The photomotor response (PMR) of zebrafish embryos, a light pulse-triggered undirected movement, is known to be altered by neuroactive chemicals.  Here, we developed an approach for data analysis of the distribution of PMR movement activities along the time axis; differences between treatment and respective controls are expressed by an aggregated value integrating the time-resolved density of the movement parameter as a measure for a chemically elicited PMR effect. Logistic concentration-PMR effect relationships were modeled for neuroactive test compounds with different modes of action (acetylcholinesterase inhibition, activation and inhibition of voltage-gated sodium channels); 50% effect concentrations (EC50) were in the low to medium µM range (EC50 10 µM for tricaine).
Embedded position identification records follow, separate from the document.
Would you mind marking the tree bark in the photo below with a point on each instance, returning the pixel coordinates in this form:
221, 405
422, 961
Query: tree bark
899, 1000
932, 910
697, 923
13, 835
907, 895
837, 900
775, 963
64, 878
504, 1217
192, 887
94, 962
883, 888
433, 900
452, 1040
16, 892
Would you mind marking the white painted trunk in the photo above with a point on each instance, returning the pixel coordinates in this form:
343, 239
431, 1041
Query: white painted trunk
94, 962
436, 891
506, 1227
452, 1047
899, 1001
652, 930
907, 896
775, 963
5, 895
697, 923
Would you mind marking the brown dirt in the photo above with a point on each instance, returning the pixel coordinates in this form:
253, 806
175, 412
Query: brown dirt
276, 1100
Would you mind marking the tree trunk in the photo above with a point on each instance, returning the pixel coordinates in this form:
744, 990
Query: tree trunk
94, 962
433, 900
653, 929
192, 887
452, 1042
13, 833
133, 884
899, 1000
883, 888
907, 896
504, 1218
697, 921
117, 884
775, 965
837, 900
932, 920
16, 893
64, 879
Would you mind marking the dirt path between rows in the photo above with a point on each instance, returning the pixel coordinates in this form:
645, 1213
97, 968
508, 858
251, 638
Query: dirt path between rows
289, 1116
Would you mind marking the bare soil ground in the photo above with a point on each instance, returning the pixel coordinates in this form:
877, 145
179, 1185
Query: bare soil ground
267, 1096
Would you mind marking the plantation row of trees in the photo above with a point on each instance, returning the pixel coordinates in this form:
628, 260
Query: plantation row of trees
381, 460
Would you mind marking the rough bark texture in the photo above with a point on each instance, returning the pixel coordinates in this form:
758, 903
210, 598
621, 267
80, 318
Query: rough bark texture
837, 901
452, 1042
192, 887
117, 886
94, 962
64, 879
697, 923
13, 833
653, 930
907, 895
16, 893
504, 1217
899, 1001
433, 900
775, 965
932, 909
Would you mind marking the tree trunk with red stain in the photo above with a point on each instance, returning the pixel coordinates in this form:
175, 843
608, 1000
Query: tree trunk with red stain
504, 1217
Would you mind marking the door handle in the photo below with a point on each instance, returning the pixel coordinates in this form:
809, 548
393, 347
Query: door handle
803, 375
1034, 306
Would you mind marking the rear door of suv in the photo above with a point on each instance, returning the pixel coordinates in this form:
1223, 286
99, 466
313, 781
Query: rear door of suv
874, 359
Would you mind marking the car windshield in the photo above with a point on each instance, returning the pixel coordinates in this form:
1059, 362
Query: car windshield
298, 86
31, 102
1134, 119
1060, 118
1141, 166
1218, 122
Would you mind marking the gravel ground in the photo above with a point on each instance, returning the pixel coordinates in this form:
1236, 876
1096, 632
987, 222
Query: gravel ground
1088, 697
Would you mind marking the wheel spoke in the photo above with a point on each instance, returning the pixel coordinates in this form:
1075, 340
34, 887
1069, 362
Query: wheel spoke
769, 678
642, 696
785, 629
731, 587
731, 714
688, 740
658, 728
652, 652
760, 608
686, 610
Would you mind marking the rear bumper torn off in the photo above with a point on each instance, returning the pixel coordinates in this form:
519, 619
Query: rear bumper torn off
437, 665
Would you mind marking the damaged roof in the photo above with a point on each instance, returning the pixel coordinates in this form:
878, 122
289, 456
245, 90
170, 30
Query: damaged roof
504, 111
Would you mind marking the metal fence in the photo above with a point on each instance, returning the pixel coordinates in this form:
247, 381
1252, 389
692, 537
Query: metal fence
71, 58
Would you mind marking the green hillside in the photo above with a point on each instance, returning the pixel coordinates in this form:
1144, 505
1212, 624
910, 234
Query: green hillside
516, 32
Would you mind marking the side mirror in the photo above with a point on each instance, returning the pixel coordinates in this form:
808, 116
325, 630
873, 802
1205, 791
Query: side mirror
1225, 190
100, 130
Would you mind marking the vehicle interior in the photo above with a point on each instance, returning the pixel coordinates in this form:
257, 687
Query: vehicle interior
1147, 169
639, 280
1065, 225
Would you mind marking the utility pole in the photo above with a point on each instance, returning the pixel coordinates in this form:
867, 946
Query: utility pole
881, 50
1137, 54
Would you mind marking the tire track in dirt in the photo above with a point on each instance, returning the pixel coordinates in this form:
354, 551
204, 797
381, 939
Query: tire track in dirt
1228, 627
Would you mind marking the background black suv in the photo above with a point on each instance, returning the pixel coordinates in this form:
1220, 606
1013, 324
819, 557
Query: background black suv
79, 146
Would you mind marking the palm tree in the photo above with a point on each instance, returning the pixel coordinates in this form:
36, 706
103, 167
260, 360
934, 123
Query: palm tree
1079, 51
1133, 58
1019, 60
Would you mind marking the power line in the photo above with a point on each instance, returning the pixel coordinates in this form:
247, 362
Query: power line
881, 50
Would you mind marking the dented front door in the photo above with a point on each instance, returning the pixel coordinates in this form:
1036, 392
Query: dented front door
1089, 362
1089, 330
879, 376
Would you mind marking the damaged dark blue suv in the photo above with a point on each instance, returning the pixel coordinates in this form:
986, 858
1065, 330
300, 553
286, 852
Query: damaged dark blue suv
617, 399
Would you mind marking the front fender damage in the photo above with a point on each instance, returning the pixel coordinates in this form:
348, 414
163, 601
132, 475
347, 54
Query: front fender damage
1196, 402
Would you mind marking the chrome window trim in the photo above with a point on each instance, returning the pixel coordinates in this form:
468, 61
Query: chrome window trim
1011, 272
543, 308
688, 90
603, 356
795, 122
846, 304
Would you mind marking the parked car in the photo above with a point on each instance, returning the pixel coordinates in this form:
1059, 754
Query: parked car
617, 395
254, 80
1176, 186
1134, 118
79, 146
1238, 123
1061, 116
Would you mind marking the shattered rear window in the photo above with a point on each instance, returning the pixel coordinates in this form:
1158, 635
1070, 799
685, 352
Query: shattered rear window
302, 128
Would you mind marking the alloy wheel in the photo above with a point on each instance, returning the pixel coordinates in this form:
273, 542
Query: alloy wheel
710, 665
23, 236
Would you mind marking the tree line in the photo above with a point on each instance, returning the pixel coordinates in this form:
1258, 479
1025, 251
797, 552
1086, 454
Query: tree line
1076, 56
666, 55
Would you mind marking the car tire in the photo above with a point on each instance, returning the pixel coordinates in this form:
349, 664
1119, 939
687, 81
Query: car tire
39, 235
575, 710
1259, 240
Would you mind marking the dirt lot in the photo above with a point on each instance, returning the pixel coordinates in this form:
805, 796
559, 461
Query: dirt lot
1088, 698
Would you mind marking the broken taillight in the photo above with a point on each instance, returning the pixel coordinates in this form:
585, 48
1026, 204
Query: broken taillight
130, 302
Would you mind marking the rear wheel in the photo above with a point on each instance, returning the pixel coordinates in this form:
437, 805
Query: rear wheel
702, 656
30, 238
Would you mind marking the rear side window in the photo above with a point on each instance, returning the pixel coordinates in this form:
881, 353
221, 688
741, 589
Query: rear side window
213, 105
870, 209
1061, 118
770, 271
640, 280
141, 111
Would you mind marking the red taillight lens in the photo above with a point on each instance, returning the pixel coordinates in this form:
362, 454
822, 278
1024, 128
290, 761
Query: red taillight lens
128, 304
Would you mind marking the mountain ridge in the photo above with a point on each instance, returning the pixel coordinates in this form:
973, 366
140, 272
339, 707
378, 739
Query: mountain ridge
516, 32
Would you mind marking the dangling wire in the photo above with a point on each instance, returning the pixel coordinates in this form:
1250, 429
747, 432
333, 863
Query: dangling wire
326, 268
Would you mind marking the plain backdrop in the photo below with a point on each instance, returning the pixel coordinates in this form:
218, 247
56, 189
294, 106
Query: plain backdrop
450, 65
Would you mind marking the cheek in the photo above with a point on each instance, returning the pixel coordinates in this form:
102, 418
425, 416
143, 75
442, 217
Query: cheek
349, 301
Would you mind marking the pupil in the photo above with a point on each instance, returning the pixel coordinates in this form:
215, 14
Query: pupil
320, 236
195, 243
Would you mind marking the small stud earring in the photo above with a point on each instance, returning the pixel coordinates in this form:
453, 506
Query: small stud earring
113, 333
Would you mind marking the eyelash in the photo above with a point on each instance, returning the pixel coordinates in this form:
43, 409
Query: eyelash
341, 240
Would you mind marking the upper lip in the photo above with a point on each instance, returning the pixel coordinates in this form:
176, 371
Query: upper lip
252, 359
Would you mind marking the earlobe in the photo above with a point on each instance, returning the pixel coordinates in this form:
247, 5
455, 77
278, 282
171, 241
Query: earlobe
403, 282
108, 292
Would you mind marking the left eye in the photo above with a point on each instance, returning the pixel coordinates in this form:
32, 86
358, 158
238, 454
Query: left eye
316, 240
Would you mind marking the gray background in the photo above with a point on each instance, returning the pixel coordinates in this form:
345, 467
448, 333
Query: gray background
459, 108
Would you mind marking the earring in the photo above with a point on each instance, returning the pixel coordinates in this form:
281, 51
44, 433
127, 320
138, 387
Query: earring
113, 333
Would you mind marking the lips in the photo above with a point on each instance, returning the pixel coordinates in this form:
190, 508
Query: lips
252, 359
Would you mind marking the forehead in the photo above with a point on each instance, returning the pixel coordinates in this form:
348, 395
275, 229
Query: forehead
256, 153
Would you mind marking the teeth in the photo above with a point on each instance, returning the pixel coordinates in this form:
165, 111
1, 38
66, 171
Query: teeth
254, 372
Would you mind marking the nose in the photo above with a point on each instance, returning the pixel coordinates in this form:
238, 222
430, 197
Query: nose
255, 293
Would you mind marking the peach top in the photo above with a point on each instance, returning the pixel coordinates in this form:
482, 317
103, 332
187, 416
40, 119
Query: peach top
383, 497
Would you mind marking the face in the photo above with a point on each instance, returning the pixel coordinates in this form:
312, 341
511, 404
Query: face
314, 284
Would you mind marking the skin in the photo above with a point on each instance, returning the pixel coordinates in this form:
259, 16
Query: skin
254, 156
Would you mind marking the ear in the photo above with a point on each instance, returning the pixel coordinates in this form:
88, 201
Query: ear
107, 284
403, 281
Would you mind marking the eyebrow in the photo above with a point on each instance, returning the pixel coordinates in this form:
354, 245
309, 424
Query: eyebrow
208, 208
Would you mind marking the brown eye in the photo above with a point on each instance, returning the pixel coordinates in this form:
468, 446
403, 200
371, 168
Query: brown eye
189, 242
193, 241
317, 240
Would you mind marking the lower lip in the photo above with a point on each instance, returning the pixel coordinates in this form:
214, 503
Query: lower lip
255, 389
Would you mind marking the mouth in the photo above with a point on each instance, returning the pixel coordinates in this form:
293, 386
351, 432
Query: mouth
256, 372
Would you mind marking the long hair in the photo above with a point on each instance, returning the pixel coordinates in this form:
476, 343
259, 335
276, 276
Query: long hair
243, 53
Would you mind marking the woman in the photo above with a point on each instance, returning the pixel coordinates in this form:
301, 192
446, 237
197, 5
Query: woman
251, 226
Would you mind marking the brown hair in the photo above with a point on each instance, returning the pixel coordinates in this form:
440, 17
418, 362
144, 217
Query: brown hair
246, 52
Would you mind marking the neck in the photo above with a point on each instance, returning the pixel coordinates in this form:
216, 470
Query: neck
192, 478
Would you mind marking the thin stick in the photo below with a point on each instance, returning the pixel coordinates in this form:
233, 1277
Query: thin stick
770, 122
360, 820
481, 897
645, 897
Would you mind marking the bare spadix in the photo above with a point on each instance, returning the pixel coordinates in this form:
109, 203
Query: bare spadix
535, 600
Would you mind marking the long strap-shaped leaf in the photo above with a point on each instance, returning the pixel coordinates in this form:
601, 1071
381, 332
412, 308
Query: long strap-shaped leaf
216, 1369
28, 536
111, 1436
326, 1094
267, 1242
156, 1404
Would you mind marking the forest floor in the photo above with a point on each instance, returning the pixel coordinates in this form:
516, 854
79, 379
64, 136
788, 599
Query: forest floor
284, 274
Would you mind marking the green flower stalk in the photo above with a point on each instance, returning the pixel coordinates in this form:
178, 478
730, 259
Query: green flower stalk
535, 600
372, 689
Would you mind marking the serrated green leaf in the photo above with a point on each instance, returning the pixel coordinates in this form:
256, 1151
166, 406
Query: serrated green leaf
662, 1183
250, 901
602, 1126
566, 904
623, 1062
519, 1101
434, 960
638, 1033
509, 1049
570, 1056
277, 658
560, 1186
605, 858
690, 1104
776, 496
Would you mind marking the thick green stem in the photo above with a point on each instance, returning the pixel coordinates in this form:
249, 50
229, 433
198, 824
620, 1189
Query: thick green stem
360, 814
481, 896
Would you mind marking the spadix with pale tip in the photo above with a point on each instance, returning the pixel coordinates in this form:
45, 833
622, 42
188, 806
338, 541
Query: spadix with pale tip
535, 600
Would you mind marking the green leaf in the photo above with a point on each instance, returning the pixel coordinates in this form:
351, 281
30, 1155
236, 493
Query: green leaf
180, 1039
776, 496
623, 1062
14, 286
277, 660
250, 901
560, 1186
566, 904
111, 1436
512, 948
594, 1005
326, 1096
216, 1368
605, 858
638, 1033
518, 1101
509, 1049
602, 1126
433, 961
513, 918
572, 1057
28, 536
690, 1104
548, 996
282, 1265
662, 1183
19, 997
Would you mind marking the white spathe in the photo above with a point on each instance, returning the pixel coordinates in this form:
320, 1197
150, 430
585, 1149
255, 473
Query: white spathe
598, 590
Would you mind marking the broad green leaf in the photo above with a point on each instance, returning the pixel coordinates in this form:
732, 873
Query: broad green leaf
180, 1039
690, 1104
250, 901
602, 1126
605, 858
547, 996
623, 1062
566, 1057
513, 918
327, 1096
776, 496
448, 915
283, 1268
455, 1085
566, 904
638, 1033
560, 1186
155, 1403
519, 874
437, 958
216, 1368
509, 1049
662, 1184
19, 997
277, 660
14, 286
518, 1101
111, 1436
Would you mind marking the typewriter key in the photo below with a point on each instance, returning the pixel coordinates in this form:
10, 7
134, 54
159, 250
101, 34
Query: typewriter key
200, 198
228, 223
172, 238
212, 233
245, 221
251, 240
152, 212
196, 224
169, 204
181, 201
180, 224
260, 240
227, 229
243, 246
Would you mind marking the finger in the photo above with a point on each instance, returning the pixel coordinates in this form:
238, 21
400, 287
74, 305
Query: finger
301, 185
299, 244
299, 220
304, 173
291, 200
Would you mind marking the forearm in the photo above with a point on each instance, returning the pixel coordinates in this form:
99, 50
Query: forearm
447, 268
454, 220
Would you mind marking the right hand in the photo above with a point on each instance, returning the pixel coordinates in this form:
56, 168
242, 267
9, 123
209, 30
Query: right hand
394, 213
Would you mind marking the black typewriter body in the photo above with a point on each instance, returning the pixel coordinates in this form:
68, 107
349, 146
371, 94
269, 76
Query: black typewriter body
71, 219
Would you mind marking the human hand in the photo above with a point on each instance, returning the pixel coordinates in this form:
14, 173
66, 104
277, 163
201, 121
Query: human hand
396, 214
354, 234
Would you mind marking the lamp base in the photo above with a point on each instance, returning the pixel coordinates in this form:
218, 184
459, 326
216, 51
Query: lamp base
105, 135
Modulation of movement activities in different phases of the PMR (i.e., "fingerprint") by neuroactive test compounds varied across concentrations showing that mode of action-specific PMR fingerprints are also concentration-dependent. Above 10% lethal concentrations causing 10% lethality (LC10; 48h) 3,4-dichloroaniline caused movement inhibition. This substance presumably is not neuroactive, its effect on the PMR therefore was considered as a secondary toxic effect. Quantitative morphological examinations of chemically exposed embryos showed that malformations occurred only above PMR effect concentrations, indicating that changes in the PMR were not due to such indirect effects. The PMR assay will provide useful measures in ecotoxicological risk assessment of neuroactive chemicals with zebrafish embryos and could potentially be used to infer acute fish toxicity levels from PMR effect concentrations of neurotoxic compounds.